Third, the majority in Wieseman relied upon the necessity of an injury as a prerequisite for the policy of protection to be called into play in the workers' compensation setting. It is not injury relief but freedom from discrimination that is the protected activity under the Illinois Human Rights Act. Therefore, the retaliation for the filing of an earlier claim is sufficient; no new injury is required.
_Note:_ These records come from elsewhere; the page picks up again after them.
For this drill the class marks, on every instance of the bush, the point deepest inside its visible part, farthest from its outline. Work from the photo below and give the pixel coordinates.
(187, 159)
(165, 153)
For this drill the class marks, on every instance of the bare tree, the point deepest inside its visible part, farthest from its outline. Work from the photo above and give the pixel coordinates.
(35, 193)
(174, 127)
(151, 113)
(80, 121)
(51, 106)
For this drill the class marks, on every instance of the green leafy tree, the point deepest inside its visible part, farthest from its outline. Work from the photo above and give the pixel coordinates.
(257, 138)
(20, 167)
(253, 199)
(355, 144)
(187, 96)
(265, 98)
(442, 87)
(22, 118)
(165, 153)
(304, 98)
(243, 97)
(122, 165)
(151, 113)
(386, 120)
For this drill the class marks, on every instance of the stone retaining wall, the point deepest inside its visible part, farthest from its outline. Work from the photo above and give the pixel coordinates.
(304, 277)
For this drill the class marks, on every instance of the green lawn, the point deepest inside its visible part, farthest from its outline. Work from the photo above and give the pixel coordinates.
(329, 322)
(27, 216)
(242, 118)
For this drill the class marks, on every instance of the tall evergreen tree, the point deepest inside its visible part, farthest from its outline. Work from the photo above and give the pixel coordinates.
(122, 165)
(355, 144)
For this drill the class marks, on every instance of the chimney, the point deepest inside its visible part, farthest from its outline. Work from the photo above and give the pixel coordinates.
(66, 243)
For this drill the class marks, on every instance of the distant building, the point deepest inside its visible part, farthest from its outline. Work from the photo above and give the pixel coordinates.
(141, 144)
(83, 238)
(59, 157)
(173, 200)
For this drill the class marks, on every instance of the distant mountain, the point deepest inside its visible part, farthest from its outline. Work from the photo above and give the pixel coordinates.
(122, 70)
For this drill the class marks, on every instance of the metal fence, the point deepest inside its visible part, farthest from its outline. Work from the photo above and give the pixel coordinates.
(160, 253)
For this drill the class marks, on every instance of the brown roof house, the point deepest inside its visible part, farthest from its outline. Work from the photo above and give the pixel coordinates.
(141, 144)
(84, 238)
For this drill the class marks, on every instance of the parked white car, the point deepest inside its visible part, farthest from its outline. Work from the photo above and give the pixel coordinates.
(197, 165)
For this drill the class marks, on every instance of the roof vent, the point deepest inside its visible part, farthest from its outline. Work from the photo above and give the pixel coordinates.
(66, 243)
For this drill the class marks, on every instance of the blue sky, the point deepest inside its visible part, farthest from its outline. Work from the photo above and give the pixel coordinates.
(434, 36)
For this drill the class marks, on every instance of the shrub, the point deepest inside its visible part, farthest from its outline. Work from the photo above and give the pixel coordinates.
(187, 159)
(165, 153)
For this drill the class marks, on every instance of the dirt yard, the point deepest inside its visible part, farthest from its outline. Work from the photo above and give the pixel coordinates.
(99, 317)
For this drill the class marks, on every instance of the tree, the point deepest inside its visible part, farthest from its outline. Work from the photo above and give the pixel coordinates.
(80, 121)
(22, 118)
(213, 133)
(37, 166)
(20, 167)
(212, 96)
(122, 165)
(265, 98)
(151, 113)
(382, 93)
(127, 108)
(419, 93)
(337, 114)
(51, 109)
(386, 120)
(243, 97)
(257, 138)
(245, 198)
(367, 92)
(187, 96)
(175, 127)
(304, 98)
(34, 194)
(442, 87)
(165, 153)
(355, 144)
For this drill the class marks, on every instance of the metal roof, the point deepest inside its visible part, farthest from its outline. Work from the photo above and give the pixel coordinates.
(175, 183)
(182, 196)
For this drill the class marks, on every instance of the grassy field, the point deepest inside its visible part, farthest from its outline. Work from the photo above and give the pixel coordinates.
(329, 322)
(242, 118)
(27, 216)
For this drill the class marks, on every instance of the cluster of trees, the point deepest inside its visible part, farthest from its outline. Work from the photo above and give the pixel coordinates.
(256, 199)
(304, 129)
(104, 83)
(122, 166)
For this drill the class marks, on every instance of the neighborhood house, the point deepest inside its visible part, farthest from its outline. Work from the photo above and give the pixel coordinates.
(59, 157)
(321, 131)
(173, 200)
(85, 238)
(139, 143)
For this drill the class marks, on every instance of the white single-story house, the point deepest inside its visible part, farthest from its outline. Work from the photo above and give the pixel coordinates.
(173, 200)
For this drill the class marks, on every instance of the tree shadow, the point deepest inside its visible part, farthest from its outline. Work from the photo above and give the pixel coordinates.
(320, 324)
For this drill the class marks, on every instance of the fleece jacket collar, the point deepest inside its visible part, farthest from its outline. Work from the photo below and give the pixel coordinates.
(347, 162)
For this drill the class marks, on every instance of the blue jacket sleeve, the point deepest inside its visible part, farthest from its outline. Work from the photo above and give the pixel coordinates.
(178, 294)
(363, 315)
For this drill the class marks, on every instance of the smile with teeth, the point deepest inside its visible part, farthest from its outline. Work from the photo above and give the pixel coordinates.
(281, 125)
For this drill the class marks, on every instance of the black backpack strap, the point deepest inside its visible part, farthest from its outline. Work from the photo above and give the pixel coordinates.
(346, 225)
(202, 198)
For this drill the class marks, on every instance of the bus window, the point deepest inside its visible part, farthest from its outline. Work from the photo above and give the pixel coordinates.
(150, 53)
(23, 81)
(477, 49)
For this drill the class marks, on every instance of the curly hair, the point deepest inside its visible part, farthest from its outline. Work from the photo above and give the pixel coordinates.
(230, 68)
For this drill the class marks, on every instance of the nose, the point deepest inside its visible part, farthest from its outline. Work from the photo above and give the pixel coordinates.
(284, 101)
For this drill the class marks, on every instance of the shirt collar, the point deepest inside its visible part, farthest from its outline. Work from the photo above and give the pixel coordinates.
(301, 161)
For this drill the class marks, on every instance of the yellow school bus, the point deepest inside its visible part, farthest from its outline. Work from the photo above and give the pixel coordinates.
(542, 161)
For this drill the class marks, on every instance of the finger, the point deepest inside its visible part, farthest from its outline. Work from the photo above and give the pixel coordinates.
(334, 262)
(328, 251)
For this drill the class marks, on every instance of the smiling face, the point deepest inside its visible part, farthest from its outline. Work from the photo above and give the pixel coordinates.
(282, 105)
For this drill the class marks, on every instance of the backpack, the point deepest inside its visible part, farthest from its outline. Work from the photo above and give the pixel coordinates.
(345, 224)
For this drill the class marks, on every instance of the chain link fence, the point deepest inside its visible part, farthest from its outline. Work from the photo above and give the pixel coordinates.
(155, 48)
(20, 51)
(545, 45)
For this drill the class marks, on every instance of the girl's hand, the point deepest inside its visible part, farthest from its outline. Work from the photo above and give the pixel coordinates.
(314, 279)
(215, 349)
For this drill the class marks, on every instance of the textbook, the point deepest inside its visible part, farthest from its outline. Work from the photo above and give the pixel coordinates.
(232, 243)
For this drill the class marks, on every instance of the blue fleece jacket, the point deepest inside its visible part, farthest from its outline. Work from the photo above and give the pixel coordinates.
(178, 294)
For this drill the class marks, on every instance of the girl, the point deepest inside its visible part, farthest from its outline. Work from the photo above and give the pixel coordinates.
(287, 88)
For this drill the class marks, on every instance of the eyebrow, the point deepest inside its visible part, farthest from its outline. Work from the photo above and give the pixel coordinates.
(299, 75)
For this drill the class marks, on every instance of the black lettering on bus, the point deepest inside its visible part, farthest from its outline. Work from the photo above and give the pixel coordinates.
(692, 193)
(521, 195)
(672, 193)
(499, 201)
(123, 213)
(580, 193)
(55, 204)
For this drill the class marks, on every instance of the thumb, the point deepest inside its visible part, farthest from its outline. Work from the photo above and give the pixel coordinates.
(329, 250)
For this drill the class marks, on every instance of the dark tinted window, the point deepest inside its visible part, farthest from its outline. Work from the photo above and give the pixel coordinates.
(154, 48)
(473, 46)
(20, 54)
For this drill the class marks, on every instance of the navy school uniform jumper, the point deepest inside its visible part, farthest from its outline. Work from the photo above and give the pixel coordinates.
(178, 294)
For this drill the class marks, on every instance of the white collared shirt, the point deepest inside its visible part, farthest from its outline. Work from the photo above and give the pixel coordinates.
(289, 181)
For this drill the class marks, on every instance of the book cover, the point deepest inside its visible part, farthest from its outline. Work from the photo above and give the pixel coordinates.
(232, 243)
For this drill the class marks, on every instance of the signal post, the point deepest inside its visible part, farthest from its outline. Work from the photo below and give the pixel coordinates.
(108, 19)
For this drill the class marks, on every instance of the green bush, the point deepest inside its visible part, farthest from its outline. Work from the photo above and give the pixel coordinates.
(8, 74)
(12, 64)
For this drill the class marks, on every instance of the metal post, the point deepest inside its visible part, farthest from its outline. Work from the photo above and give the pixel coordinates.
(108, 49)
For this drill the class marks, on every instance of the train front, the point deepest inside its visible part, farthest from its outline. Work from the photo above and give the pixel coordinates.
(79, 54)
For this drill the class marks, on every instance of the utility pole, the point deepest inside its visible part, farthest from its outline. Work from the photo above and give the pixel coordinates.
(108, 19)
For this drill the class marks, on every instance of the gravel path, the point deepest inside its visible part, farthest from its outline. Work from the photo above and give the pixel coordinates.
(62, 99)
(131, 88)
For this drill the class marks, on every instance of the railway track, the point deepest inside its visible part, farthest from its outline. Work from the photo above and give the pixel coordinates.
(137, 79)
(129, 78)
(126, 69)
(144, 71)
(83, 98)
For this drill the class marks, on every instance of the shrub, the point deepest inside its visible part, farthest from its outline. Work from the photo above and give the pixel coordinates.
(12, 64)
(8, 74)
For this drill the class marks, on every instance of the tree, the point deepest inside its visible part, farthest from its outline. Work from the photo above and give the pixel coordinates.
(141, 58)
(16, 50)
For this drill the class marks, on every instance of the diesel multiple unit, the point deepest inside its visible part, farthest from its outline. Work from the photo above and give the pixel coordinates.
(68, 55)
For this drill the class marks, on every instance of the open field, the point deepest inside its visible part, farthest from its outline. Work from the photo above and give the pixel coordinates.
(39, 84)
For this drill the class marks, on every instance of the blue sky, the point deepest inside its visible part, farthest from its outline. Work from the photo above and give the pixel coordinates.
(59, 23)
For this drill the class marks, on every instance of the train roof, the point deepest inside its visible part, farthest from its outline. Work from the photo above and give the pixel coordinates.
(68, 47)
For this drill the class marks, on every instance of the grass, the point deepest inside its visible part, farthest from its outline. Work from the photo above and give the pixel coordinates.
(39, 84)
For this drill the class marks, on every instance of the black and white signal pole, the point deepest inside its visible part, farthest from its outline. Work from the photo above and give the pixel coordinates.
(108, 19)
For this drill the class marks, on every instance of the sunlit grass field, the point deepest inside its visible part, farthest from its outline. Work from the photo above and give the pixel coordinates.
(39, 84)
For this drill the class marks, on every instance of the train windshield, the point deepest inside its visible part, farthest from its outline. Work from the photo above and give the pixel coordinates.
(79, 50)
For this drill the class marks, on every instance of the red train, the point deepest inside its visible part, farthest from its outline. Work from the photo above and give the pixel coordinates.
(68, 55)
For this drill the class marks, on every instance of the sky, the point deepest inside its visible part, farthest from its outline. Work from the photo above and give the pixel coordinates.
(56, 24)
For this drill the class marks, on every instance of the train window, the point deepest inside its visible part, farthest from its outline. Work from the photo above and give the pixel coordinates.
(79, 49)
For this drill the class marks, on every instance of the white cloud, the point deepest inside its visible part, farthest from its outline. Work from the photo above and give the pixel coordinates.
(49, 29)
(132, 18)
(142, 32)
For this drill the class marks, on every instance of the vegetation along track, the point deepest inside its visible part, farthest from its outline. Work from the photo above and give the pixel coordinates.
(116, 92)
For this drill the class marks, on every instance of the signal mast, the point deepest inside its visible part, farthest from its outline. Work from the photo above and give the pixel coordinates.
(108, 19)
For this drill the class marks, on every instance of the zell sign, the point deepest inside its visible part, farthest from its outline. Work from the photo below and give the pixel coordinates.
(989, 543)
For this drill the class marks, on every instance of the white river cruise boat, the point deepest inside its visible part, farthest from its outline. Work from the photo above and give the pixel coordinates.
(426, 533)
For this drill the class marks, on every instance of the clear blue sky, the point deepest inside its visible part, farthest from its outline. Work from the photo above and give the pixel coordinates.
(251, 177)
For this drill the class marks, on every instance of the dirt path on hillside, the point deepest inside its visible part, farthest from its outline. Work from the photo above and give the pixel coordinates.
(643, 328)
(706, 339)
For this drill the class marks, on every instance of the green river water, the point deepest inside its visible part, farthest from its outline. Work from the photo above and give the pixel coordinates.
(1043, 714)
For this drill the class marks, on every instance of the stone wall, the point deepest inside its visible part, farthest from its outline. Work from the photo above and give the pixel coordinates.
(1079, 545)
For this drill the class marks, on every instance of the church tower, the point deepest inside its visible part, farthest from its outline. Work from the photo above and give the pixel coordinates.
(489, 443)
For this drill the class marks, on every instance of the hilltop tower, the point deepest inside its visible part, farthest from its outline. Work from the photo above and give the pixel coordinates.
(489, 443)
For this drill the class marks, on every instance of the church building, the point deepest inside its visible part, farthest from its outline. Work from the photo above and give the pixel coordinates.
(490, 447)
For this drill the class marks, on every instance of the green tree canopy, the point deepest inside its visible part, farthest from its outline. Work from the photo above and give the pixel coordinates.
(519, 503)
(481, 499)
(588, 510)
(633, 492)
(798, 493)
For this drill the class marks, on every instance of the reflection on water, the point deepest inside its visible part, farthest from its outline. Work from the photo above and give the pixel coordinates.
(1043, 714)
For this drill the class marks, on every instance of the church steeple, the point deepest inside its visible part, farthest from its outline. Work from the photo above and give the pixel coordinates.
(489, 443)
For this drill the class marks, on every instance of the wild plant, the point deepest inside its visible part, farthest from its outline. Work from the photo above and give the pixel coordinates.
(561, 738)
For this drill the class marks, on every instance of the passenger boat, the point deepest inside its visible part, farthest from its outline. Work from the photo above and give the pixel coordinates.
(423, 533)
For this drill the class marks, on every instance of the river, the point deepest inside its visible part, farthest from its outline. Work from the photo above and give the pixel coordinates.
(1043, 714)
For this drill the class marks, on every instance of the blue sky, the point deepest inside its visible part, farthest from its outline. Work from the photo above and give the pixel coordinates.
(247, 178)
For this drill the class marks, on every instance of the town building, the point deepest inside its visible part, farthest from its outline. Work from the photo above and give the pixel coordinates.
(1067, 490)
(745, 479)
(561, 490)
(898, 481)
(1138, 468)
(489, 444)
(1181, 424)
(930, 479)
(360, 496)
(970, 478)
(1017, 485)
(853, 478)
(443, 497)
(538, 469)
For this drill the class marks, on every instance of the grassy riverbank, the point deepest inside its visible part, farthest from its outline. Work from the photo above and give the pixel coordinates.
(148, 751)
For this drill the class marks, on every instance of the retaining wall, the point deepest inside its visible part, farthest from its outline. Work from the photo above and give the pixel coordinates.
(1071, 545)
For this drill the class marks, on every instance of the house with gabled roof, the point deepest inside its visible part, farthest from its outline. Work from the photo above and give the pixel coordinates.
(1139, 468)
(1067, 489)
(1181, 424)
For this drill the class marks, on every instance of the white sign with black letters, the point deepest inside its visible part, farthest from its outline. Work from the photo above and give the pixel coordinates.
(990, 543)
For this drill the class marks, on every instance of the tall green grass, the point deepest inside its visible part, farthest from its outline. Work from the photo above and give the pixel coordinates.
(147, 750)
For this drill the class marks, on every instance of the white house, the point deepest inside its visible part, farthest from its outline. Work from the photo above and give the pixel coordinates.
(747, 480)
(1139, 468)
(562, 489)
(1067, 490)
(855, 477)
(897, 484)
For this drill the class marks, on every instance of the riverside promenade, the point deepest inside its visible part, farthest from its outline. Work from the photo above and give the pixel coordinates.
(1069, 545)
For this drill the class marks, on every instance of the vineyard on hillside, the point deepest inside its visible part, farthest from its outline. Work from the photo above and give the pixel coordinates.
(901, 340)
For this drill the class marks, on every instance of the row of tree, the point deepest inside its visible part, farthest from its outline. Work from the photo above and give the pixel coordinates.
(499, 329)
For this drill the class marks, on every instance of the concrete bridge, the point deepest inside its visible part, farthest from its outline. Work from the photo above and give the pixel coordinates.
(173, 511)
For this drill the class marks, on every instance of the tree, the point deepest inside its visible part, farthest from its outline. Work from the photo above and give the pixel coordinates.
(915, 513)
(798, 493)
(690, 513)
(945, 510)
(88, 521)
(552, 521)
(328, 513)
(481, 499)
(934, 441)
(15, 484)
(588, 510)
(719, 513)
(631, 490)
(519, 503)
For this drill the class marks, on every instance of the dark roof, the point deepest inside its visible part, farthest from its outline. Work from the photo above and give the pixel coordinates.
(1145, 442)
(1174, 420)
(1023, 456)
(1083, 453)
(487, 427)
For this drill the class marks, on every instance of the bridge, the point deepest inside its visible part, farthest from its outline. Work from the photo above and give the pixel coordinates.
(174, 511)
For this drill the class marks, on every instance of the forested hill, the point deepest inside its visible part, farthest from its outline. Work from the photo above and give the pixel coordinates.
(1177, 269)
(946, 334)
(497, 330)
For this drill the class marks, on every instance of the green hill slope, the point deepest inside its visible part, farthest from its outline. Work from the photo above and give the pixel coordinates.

In Conclusion, we hold that "retaliation" in section 6-101(A) of the Illinois Human Rights Act includes the refusal to hire or the discharge of a person because that person had filed a discrimination charge against another entity. Therefore, the May 22, 1991, order and decision of the Illinois Human Rights Commission and the September 6, 1991, order denying rehearing thereof are affirmed.

Affirmed.

GOLDENHERSH, J., concurs.

JUSTICE WELCH, specially Concurring:

I concur in the majority opinion but only to the extent that it holds that plaintiff established retaliation under section 6-101(A) of the Act by proving that Carter Coal Company discharged him because he had previously filed a charge of discrimination against a former employer. As the majority points out in discussing its alternative basis for its decision, the record on appeal demonstrates that the Commission fully intended to adopt the findings of fact of the ALJ, that is, that plaintiff was hired and discharged by Carter Coal Company, but the Commission erroneously stated that plaintiff had been denied employment by Carter Coal Company. In its order and decision, the Commission adopted the findings of the ALJ. The ALJ found that plaintiff had in fact been hired and then discharged by Carter Coal Company. Accordingly, I would affirm the decision of the Commission only on the "alternative basis" presented by the majority, that is, that plaintiff was discharged by Carter Coal Company because he had previously filed a charge of discrimination against a former employer.